Rioja, Spain : September 2017
We left Logroño and headed NW towards our next stop San Sebastián. Driving through the Rioja area we were astounded by the landscape. Vineyards everywhere which seem to sprout out of dusty red soil, they fitted any little parcel of land to be found. It’s really a different landscape to Italy. Then all of sudden you reach a green valley full of cultivated land of vegetables growing all around.
On the way we stopped off in Laguardia, one of the towns in the “Ruta del vino Rioja -Alavesa”.
Exploring this old hilltop village was tremendous. Very touristy but still pretty, full of old cobbled streets and clearly a working village; old ladies at the hairdressers, the men playing cards and discussing important matters.
Part of our new strategy to save the booodget is to make sure we are fully brushed up with knowledge of the tourist sites, when we get there take pics and explore the area; only pay the quite often expensive, for very little, entrance price if we feel it is justified. We watched the bell tower with its dancing puppets in the Plaza Mayor chime on the hour….free, we visited the tower from the outside, free.
The bronze sculpture outside the church was really interesting two tables, one covered in lifelike shoes, the other handbags. Sounds odd? It was, but really interesting.
And . . . free.
If you visit Laguardia, I also suggest you investigate the underground caves as well as the celtiberian pond, both sounded very interesting but we didn’t have time.
Next stop along the way was in an until recently little known village, Elciego.
This has all changed since the unveiling of which is fast becoming Rioja’s iconic ( and I use the word sparingly) symbol. This is the Frank Gehry designed City of Wine at the bodega Marqués de Riscal. Gehry, a World renowned Canadian architect also designed the iconic ( again?) Guggenheim in Bilbao. The story goes the owners at Marqués de Riscal sent him a bottle of wine from the year he was born,1929, he was so tickled he agreed to the commission , we also hear that the purported $10 million cheque attached might have played a small role.

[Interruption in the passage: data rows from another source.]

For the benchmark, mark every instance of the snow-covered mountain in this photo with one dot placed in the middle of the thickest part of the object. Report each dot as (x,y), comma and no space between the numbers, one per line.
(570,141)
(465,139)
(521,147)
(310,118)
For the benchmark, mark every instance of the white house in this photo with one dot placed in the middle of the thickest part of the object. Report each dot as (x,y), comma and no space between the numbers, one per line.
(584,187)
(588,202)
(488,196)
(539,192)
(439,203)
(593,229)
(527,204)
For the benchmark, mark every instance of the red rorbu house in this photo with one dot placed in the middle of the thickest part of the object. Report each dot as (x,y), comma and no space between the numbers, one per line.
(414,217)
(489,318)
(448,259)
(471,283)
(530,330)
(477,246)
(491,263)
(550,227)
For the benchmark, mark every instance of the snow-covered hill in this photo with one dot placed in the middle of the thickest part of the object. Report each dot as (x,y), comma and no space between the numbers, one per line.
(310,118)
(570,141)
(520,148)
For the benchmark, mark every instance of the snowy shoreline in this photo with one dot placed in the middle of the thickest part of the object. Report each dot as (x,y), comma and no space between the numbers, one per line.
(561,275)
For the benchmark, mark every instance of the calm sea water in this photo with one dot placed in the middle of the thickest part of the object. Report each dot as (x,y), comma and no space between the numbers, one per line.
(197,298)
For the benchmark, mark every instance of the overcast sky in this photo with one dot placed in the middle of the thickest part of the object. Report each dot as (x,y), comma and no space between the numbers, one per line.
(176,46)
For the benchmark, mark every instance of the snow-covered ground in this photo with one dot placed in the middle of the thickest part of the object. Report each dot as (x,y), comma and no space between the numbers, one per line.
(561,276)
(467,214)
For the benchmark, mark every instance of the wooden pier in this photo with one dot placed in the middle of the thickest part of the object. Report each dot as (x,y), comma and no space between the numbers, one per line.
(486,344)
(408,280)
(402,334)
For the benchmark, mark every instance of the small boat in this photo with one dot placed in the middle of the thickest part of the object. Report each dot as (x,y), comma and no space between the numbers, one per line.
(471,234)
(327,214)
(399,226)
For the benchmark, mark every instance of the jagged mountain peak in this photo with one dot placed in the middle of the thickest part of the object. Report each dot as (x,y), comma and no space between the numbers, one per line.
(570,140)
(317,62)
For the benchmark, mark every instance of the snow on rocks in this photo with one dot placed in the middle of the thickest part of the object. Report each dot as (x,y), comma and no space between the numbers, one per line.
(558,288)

Anyway, it is really impressive except you have to pay to see it. You can only visit it with a guided tour and it’s pricey. You cannot get near it to take pics, all heavily concealed behind trees and gates. So instead we wandered around the beautifully designed shop, selling not only wines of every hue and vintage,of jewellery, lampshades, coffee mugs etc. We watched wealthy ( by ZAR standards) tourists throwing down plastic to buy very expensive packs of wines and souvenirs. We bought a small bottle for a present(secret) and then we made a plan. A plan to find a way to take pics without paying for a tour. Parsley’s Pursuits on a mission to photograph this marvelous architecture for free. We drove around the back roads , we even stopped in the middle of the road when we glimpsed a good spot and just shot it out the car window. Then around the back we found a spot for even better pics, see for yourself. Huh! No getting away from us.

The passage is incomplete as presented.